Sounds like a bold idea, but we need to keep the focus on reliability and safety. A localized burst of heat can give a burst of momentum, but it also brings heat, pressure, and potential fire risk. We’d have to test it in controlled environments, make sure the unit’s gear can handle the thermal shock, and set strict trigger conditions. If it can be made fail‑safe and the crew trained to use it, it could be a useful tool, but the risk of a misfire or a blast that harms our own soldiers is high. Let’s run a dry run, gather data, and then decide if the tactical advantage outweighs the danger.

That’s the right attitude—slow, steady, and data‑driven. Keep the safety margin tight, make sure the trigger can’t be fooled by a stray signal, and run the thermal test on a full‑spec gear set, not just a dummy. If we nail the numbers, it could be a game‑changer, but let’s not rush. Once the chamber data looks good, we’ll move to a live‑fire scenario with a mock unit. Keep me posted on the chemistry readouts.
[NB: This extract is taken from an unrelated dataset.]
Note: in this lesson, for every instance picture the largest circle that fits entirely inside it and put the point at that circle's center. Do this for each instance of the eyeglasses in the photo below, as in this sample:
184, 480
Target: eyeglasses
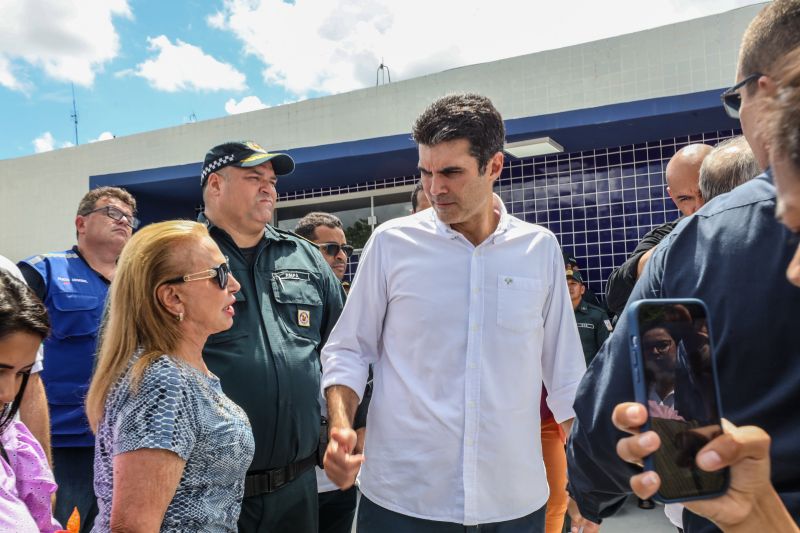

Good job getting the first run under control, that’s a solid step forward. Keep the focus on the gear test—if the 15 °C tolerance holds, we can start thinking about how to integrate the trigger into the squad’s standard operating procedure. Just make sure the heat soak doesn’t affect any sensitive electronics or armor coatings. Let me know the results, and we’ll decide on the next phase.

Excellent, let’s move forward. Draft the SOP, double‑check all fail‑safe checks, and set up a training session for the crew before we roll this out. Once the plan’s solid, we’ll give the green light for field trials.